В Ставке он провел пять дней, до 8 марта. Время пребывания отрекшегося царя зависело от Временного правительства, от которого он тогда же потребовал личных гарантий. Николай II желал беспрепятственно выехать в Царское Село для воссоединения с семьей, свободно проживать в своей резиденции до полного выздоровления детей, беспрепятственно с семьей проехать до Романова на Муроме (для дальнейшего отъезда по морю в Англию) и, после окончания войны, вернуться в Россию для постоянного жительства в Ливадии. До сведения новых властей эти пожелания довел генерал Алексеев, попросивший князя Г. Е. Львова командировать представителей правительства для сопровождения поездов отрекшегося императора «до места назначения». 6 марта положительный ответ на первые три просьбы был получен. Относительно проживания царской семьи в Ливадии ничего не говорилось. Об аресте царя речи тогда не шло. Не думал об этом и бывший властитель России.

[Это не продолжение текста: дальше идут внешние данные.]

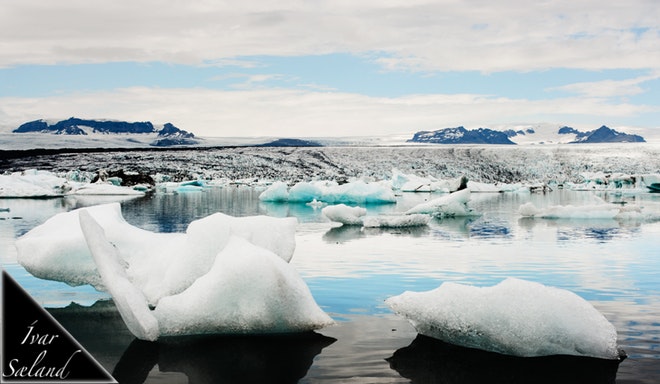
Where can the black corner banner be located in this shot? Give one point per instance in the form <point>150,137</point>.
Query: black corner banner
<point>36,348</point>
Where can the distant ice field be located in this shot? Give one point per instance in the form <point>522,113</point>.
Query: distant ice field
<point>352,270</point>
<point>489,164</point>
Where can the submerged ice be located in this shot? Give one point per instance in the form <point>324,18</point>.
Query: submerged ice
<point>355,192</point>
<point>224,275</point>
<point>515,317</point>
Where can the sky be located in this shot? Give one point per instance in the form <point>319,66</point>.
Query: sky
<point>317,68</point>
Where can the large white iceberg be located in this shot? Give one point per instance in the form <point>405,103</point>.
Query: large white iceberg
<point>355,192</point>
<point>515,317</point>
<point>342,213</point>
<point>452,205</point>
<point>160,264</point>
<point>249,289</point>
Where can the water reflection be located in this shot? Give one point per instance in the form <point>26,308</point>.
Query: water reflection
<point>224,359</point>
<point>344,233</point>
<point>427,360</point>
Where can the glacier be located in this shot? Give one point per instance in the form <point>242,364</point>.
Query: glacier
<point>515,317</point>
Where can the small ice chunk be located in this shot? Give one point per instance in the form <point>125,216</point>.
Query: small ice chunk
<point>515,317</point>
<point>278,192</point>
<point>396,221</point>
<point>105,189</point>
<point>248,290</point>
<point>344,214</point>
<point>130,301</point>
<point>590,211</point>
<point>452,205</point>
<point>356,192</point>
<point>305,192</point>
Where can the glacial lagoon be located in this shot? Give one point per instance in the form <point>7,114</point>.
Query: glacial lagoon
<point>351,270</point>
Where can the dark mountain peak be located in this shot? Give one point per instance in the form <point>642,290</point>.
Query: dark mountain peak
<point>460,135</point>
<point>605,134</point>
<point>167,136</point>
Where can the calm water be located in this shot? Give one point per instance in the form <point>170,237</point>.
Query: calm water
<point>351,271</point>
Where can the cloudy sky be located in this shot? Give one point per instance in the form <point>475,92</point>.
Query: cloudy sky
<point>332,68</point>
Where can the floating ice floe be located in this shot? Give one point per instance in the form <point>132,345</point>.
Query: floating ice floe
<point>600,210</point>
<point>347,215</point>
<point>248,289</point>
<point>515,317</point>
<point>33,183</point>
<point>181,187</point>
<point>356,192</point>
<point>344,214</point>
<point>396,221</point>
<point>413,183</point>
<point>44,184</point>
<point>451,205</point>
<point>159,264</point>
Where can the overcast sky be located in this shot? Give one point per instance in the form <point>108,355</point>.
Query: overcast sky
<point>329,68</point>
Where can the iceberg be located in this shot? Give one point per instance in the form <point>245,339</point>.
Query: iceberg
<point>160,264</point>
<point>357,216</point>
<point>356,192</point>
<point>396,221</point>
<point>452,205</point>
<point>342,213</point>
<point>414,183</point>
<point>278,192</point>
<point>249,289</point>
<point>600,210</point>
<point>515,317</point>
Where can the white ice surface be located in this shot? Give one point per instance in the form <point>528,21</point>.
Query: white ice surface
<point>451,205</point>
<point>344,214</point>
<point>130,301</point>
<point>248,290</point>
<point>515,317</point>
<point>355,192</point>
<point>159,264</point>
<point>396,221</point>
<point>35,183</point>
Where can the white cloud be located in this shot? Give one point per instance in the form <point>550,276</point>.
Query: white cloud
<point>609,88</point>
<point>308,113</point>
<point>427,35</point>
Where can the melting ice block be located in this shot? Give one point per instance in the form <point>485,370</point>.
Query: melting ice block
<point>515,317</point>
<point>396,221</point>
<point>346,215</point>
<point>249,289</point>
<point>130,301</point>
<point>452,205</point>
<point>160,264</point>
<point>356,192</point>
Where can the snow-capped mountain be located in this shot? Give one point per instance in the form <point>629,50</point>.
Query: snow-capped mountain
<point>541,134</point>
<point>460,135</point>
<point>168,135</point>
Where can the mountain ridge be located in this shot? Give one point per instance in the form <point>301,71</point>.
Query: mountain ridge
<point>169,135</point>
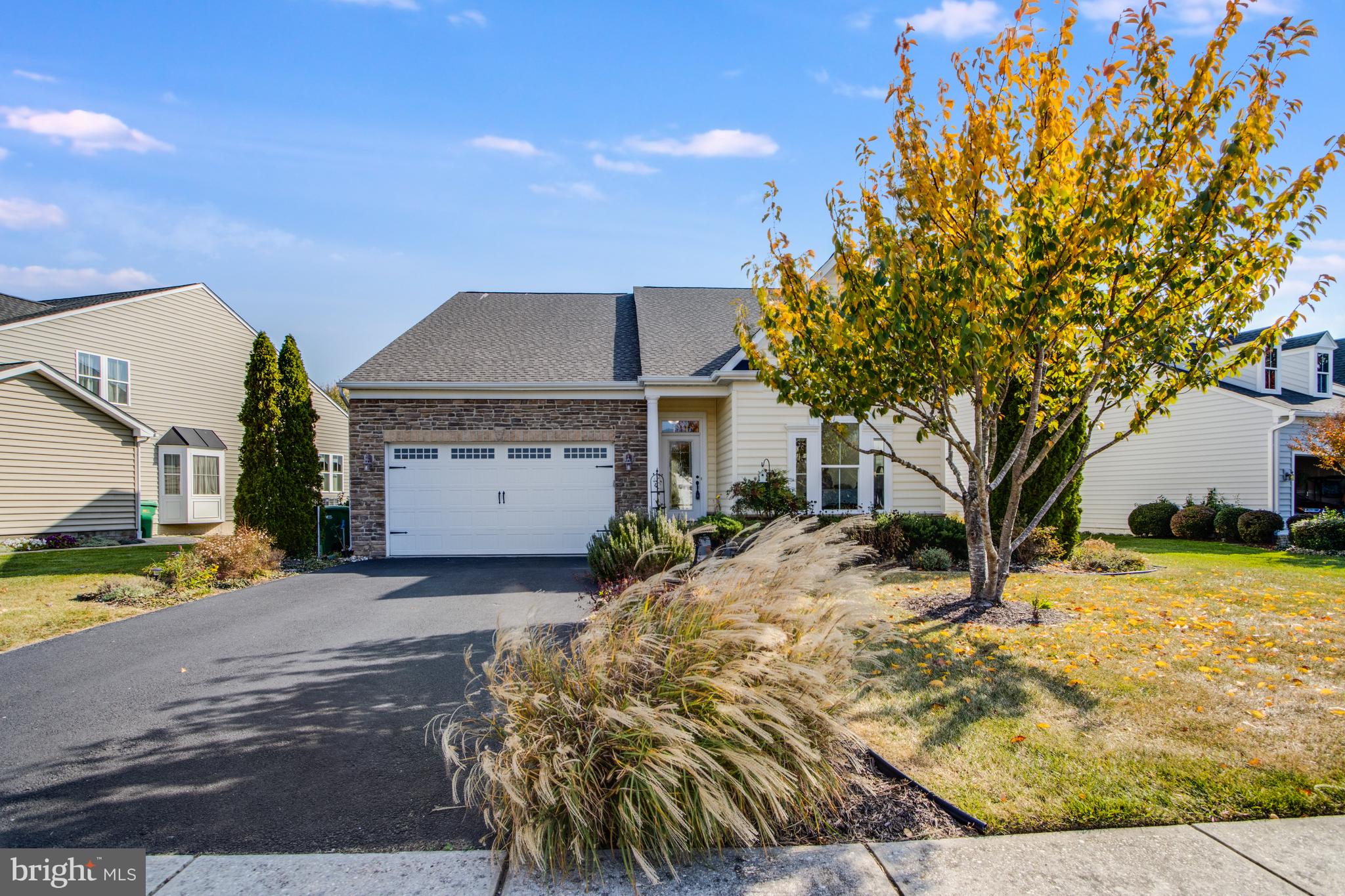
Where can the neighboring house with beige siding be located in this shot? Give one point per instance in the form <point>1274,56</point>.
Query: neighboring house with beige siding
<point>519,422</point>
<point>1237,438</point>
<point>68,458</point>
<point>173,359</point>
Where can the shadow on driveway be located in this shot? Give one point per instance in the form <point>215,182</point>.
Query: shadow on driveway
<point>291,735</point>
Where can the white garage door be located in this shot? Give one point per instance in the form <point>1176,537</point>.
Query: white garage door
<point>508,499</point>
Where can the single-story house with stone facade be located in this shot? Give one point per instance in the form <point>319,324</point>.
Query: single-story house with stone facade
<point>519,422</point>
<point>516,423</point>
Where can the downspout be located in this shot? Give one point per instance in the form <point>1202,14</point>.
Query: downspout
<point>1274,461</point>
<point>135,511</point>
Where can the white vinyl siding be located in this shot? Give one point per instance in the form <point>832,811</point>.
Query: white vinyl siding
<point>761,433</point>
<point>1212,440</point>
<point>65,467</point>
<point>186,354</point>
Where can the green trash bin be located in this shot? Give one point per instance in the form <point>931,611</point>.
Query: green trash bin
<point>147,517</point>
<point>334,530</point>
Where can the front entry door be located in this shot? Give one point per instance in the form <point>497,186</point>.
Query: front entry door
<point>682,464</point>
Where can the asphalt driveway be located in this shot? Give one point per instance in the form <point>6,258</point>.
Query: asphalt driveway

Однако жизнь распорядилась иначе: уже 6 марта Исполнительный комитет Петроградского совета рабочих и солдатских депутатов от своего председателя Н. С. Чхеидзе узнал, что Временное правительство «видимо, не возражает» против переезда Николая II за границу. Протесты против «министров-капиталистов» усилились. Раздались требования арестовать отрекшегося царя. Под давлением улицы Исполком разослал «по всем железным дорогам и другим путям сообщения» радиотелеграмму с требованием немедленно задержать Николая II. Возмущение лидеров Совета, подогревавшееся призывами революционизированной толпы, приняло столь резкий характер, что Временное правительство после переговоров с Исполкомом приняло решение об аресте «Николая Романова». Последствия этого не могли не быть фатальными: бывший самодержец отдавался на волю антимонархически настроенных политиков, открыто провоцировавших «народные массы» демагогическими заклинаниями о необходимости покончить с «проклятым прошлым», символом которого и был «Хозяин Земли Русской».

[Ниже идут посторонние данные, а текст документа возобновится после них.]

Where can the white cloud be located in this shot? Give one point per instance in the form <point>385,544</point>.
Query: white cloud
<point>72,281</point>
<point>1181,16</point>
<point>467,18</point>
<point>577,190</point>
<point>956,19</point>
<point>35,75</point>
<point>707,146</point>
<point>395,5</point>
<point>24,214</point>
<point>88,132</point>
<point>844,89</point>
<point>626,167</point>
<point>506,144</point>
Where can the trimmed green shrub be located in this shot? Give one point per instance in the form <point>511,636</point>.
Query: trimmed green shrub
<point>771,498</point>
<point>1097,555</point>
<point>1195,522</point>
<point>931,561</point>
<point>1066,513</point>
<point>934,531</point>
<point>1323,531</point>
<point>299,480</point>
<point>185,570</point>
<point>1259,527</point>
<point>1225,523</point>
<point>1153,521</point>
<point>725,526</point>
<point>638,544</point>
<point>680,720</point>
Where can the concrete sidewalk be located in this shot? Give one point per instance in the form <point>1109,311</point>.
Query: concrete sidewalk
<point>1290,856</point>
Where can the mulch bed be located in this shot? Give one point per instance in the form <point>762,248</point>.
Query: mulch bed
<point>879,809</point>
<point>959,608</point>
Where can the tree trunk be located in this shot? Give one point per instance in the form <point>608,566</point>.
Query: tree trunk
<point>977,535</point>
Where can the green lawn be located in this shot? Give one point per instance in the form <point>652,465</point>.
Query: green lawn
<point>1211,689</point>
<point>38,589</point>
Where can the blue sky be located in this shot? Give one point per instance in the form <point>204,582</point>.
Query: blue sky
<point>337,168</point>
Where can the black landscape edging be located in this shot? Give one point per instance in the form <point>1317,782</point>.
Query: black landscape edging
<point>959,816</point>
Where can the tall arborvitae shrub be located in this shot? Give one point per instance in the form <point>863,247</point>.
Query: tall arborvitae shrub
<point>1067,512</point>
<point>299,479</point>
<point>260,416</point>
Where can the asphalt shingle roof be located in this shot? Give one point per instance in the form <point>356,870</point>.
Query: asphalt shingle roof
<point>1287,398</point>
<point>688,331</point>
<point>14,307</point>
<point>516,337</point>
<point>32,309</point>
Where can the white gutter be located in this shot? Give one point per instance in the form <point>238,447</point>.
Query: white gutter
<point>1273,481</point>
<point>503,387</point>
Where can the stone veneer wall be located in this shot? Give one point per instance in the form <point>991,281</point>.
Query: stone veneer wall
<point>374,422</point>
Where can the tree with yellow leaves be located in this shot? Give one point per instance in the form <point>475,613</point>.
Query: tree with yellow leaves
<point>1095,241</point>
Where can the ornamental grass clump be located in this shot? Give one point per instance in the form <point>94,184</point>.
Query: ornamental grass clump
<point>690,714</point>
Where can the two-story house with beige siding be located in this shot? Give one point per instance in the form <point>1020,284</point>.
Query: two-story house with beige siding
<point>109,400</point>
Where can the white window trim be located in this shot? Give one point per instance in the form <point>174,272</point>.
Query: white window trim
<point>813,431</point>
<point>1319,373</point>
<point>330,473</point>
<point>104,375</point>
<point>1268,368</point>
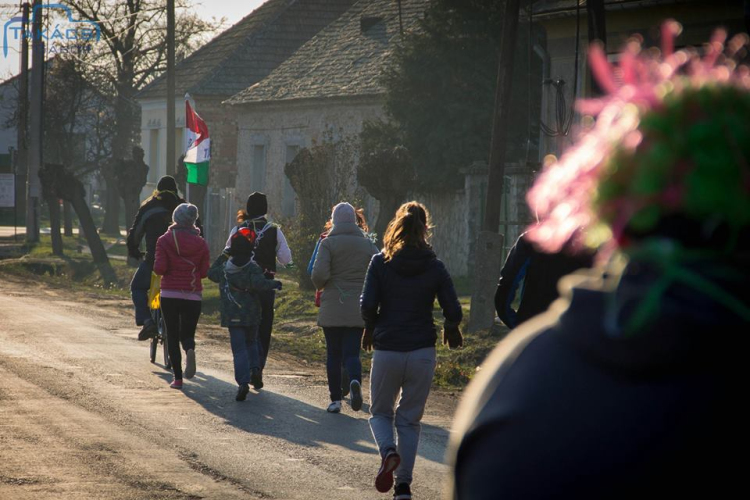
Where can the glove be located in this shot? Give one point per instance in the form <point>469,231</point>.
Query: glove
<point>367,339</point>
<point>452,336</point>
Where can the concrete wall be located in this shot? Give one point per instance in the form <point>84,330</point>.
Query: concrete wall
<point>270,134</point>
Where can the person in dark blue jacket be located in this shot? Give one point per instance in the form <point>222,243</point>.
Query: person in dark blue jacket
<point>397,301</point>
<point>536,274</point>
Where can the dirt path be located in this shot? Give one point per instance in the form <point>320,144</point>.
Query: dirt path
<point>83,414</point>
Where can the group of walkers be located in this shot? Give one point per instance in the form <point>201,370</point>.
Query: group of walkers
<point>626,386</point>
<point>371,299</point>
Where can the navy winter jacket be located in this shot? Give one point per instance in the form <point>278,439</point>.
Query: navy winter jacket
<point>398,299</point>
<point>571,406</point>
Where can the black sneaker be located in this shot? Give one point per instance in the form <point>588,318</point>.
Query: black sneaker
<point>356,399</point>
<point>148,331</point>
<point>242,392</point>
<point>256,378</point>
<point>344,383</point>
<point>384,479</point>
<point>402,491</point>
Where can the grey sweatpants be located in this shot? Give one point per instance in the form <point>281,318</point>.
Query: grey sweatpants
<point>410,374</point>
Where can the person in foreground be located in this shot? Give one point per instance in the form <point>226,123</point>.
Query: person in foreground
<point>152,220</point>
<point>397,301</point>
<point>339,270</point>
<point>628,386</point>
<point>182,261</point>
<point>240,281</point>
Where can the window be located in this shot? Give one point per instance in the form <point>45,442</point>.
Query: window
<point>289,198</point>
<point>153,155</point>
<point>258,179</point>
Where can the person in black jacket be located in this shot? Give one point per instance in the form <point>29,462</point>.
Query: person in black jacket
<point>270,247</point>
<point>536,273</point>
<point>152,220</point>
<point>630,385</point>
<point>397,302</point>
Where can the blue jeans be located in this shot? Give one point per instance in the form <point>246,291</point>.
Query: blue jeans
<point>139,291</point>
<point>246,351</point>
<point>342,347</point>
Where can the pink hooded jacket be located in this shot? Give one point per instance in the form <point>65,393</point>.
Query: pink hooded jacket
<point>182,259</point>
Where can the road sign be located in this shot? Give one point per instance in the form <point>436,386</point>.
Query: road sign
<point>7,190</point>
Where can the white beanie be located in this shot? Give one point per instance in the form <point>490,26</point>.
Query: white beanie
<point>343,213</point>
<point>185,214</point>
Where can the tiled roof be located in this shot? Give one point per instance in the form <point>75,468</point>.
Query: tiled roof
<point>344,59</point>
<point>248,51</point>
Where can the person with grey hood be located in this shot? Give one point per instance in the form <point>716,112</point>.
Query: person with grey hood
<point>339,270</point>
<point>240,281</point>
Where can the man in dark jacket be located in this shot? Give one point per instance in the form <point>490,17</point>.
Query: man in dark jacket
<point>270,247</point>
<point>630,385</point>
<point>537,274</point>
<point>152,220</point>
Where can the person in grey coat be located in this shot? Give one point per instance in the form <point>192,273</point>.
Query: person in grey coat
<point>339,270</point>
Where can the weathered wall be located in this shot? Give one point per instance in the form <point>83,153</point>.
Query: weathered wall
<point>295,125</point>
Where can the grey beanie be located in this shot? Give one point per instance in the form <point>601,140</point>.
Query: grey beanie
<point>185,214</point>
<point>343,213</point>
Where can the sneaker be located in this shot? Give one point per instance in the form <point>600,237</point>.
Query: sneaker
<point>256,378</point>
<point>402,491</point>
<point>189,364</point>
<point>356,400</point>
<point>242,392</point>
<point>148,331</point>
<point>384,479</point>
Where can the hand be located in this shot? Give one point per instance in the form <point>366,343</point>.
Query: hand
<point>367,339</point>
<point>452,336</point>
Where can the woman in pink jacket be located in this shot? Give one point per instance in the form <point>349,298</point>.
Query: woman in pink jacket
<point>182,261</point>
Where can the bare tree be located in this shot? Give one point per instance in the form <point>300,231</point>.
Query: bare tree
<point>131,53</point>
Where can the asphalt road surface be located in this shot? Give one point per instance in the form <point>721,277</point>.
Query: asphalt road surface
<point>84,414</point>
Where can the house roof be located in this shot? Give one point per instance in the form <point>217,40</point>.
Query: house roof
<point>248,51</point>
<point>345,59</point>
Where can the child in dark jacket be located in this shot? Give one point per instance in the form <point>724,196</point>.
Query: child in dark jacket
<point>240,279</point>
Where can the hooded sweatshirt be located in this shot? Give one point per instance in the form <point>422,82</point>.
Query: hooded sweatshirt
<point>398,299</point>
<point>569,406</point>
<point>238,286</point>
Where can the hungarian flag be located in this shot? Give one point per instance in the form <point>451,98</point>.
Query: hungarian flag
<point>198,153</point>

Но в то время о действиях Совета царь ничего не знал. Начиная с 4 марта он постоянно встречался с приехавшей в Могилев матерью — императрицей Марией Федоровной, гулял, принимал генералов. 5 марта он простился с графом В. Б. Фредериксом и его зятем — генералом В. Н. Воейковым, которые должны были покинуть Могилев. Николай II не понимал, почему их присутствие «всех» в Ставке раздражало. Многие из тех, кого отрекшийся от престола царь считал преданными ему людьми, подвергались общественному остракизму и безосновательной критике. Вскоре эту чашу, еще более горькую и несправедливую, предстоит испить и самому Николаю II. Заканчивалась и его «свободная» жизнь: решение об аресте последовало вскоре после согласия предоставить бывшему монарху гарантии. Рано утром 8 марта в Могилев прибыли уполномоченные Временного правительства (депутаты Думы А. А. Бубликов, В. М. Вершинин, С. Ф. Грибунин и С. А. Калинин). Они привезли указ об аресте Николая II. Генерал Алексеев немедленно доложил об этом царю, который якобы сказал, что необходимо повиноваться, и поставил условие — никому до его отъезда в Царское Село об этом не сообщать. В то же утро он написал свой последний прощальный приказ по армиям, который стараниями Временного правительства был от войск скрыт. Его простой и ясный текст лишний раз свидетельствовал о желании бывшего Верховного главнокомандующего видеть свою Родину победительницей сильного врага.